It must be conceded that the author repeats more than necessary what a dysfunctional family this was. Does the reader need to be reminded quite this often that “the Ambassador” was a tyrant and an isolationist, or that Rose primly refused to acknowledge what was going on in the lives of the children she abandoned to a series of nannies and boarding schools? This might explain why the author was shut off. Or perhaps it is his devotion to detailing one trait in which Jack did take after his father, his overactive sexual life of compulsion mixed with indifference toward his conquests. Then again, it might be his revelation of the lengths to which JFK’s Addison’s and venereal disease were covered up, not only in his lifetime, but long after his death. Since the protagonist is not even thirty when the book closes, he was clearly just getting up to speed. What more revelations were to come?

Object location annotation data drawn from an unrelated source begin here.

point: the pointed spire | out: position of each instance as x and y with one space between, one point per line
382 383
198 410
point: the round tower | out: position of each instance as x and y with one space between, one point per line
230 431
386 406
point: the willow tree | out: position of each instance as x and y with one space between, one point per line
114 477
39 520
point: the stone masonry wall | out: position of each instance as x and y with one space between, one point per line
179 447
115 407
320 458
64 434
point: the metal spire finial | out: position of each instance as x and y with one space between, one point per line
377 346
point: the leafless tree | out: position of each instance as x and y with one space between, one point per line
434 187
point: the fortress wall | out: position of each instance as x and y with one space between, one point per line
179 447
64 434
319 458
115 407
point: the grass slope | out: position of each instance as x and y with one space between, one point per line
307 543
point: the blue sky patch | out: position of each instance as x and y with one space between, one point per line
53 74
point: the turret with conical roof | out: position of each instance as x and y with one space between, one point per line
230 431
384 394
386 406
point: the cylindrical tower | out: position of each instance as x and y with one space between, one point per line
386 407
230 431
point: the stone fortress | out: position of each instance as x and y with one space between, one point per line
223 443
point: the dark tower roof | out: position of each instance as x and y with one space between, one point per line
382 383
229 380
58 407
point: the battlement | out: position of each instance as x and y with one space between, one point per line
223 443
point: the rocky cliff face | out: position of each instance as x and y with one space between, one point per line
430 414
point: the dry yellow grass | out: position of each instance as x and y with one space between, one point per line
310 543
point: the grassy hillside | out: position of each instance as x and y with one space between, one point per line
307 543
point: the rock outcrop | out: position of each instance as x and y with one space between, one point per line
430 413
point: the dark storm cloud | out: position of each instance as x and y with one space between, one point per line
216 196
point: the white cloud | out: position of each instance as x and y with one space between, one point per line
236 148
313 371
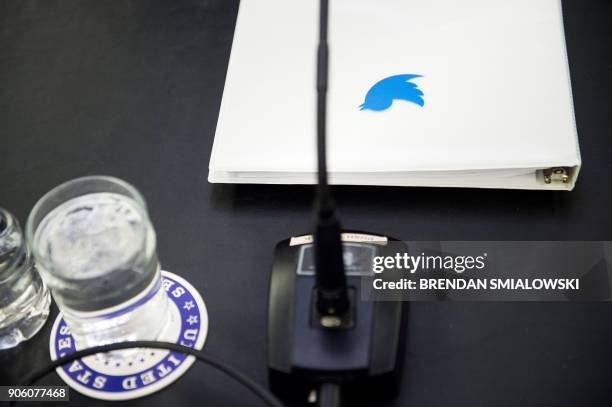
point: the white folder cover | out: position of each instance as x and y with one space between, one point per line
471 93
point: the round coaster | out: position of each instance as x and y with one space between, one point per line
142 371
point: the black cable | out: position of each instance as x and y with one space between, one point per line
330 395
256 388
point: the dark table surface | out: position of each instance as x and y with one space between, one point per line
133 88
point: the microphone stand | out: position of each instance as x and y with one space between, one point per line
325 344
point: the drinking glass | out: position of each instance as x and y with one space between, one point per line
24 298
95 247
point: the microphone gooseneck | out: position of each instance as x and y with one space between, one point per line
332 296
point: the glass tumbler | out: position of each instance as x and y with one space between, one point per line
96 250
24 298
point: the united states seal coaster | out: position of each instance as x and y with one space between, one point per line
139 372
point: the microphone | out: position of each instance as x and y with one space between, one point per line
325 344
332 298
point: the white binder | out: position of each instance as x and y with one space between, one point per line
491 75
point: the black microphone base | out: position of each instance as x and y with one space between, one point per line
363 355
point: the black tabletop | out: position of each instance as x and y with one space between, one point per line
132 89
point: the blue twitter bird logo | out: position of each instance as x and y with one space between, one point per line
383 93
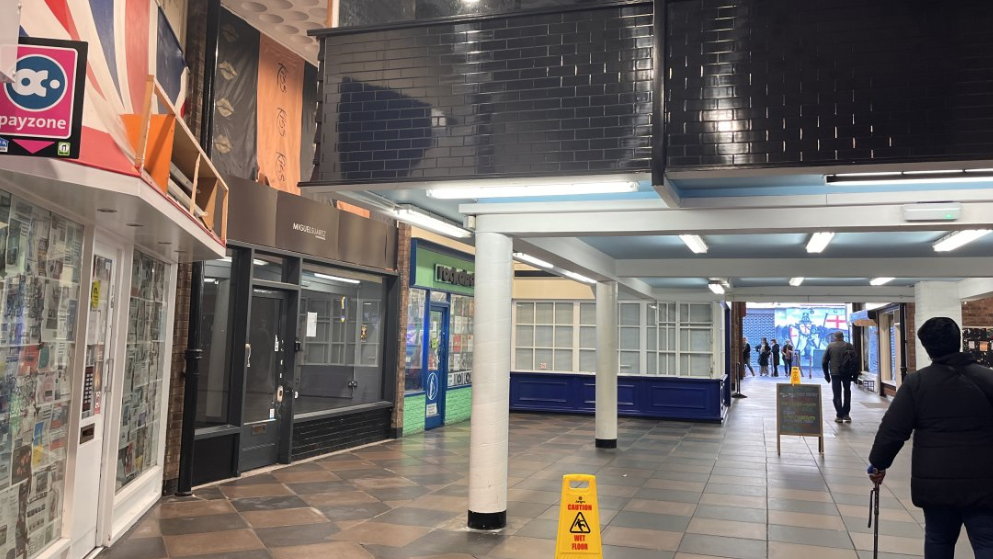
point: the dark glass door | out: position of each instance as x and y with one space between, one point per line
264 379
437 367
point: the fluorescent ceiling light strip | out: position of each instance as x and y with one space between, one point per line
336 278
533 190
532 260
695 242
578 277
819 241
959 239
431 223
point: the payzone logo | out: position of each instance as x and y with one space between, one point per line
39 83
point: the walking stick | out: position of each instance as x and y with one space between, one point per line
874 515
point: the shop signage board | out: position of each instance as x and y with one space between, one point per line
434 269
799 412
41 110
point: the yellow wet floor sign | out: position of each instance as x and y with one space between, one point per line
579 520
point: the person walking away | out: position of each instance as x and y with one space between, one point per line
764 353
746 356
841 365
775 358
948 406
787 357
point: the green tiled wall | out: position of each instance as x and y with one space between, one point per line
458 405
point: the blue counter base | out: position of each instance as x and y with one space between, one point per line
692 399
487 520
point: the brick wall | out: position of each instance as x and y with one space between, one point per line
403 269
458 405
767 82
413 418
911 336
195 44
564 93
177 383
977 313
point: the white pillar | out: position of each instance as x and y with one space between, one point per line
606 365
931 299
490 423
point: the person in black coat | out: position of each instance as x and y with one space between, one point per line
949 408
765 352
746 356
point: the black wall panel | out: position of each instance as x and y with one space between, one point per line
554 94
774 82
321 436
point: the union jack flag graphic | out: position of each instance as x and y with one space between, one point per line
128 40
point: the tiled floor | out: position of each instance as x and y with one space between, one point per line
672 490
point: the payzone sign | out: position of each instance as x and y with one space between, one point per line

Hamilton does a good job untangling myth and reality in the PT 109 incident, and shows the uses to which it was put to launch JFK’s career. One might regret that the author devotes less attention to Kennedy’s political opinions than to other matters, but this leads to one of Hamilton’s contentions, an insight he shares with other observers: Kennedy relished the process of politics, but had a detachment from political stances. This, often seen as simultaneously his greatest strength and weakness as a politician, is traced by Hamilton to an emotional stunting for which his parents were to blame. Yet while it might be true that Kennedy did not care about domestic political issues, Hamilton traces his precocious awakening and grasp of international affairs. In part because of his father’s position, but also in no small measure to his own wit, initiative, and inquisitive nature, Kennedy personally met statesmen of the older generation, many of whom spotted his potential. Even here, though, Hamilton sees the psychology of Kennedy’s family of origin at work. One constant of Kennedy’s entire career was a resolute anti-communism. Hamilton suggests this was rooted in the ways Stalin reminded JFK of his father.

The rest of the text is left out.